9. An organism can either analyze its surroundings or itself. The first case is physical analysis; the second case is personal analysis. Physical analysis follows a linear sequence. Conditions in the external environment affect conditions within the organism, but the act of perception does not affect the conditions in the environment. Personal analysis, on the other hand, takes the form of a feedback loop. Once an organism perceives its own beliefs and identity, it can perceive its perception of these beliefs, and perceive the perception of the perception, and so on. With each turn around this loop, the beliefs become more and more ingrained in the organism’s identity.3

 

10-11.  I am dissatisfied, but I cannot tell if Hofstadter’s explanation of consciousness is genuinely insufficient or if I just don’t understand it fully. I sense that there is something oddly circular about the logic underneath his metaphors, but I can’t quite articulate what it is.
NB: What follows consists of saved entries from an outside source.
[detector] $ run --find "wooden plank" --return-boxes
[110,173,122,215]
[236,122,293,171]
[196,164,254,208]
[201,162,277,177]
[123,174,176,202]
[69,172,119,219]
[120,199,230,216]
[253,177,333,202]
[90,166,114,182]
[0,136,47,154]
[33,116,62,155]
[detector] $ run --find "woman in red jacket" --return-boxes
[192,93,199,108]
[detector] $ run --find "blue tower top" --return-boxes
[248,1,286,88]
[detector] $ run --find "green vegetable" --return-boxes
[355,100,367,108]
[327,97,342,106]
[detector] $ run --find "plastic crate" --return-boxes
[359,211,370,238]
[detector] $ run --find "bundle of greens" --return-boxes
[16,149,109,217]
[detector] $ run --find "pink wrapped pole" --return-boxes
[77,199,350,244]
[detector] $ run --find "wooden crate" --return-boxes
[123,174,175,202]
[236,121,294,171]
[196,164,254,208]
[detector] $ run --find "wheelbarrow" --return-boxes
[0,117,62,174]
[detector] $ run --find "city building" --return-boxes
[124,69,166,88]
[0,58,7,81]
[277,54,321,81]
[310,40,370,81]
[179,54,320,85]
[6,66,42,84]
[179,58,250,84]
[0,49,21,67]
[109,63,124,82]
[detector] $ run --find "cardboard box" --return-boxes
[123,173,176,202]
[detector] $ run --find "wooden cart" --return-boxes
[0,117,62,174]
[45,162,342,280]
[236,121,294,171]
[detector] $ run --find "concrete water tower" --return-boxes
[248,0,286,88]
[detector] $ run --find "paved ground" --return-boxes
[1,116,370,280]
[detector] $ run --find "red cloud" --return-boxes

And in some ways the circularity of his explanation— conglomerations of BB’s simultaneously control the movement of free BB’s and are controlled by the movement of free BB’s —is its strength, since it balances the power that Achilles and his molecules have to “shove each other around.” Maybe what is bothering me is that I do not see clearly how the metaphor of BB’s and symmballs translates back into neurons.

Metaphors can be a powerful tool for illustrating abstract concepts, but even the best metaphor is never a perfect match for reality. When metaphors are relatively simple, it is possible to identify these disparities, and to learn from the metaphor without being deceived by it. In Hofstadter’s dialogue, he builds a teetering tower of metaphors so enormously complex that I find it impossible to keep both the entire metaphor and all the parts of reality to which it corresponds in my head at the same time. This makes it exceedingly difficult to identify the disparities between metaphor and reality, and to keep the valid parts of the metaphor in mind without being misled by the inevitable rough edges. I would feel better about the symmball/careenium metaphor if I was sure that it was a good match for actual human brains, rather than just an elegant but permanently abstract fiction.4

 

 

 

1. One flaw in the analogy is the seeming solidity of symmballs when it is known that memory recollection and memory maintenance are much more fluid processes.

 

2. Desires are a case where it seems the symmballs are largely created and installed by evolution and exist fully-formed at birth.  One might say that of emotions in general.

 

3. Hofstadter once remarked on his disappointment that this careenium idea was not sufficiently appreciated in the cognitive science community.  He may have attempted to rectify this with I Am a Strange Loop, but the analogy still seems apart from the current standard models.

 

4. Like his Godel, Escher, Bach, the ideas can be fairly dense.  I’m guessing if one taught this reading in a college course and read it once or twice a year over decades, it would become much more second-nature and accessible to analysis and criticism.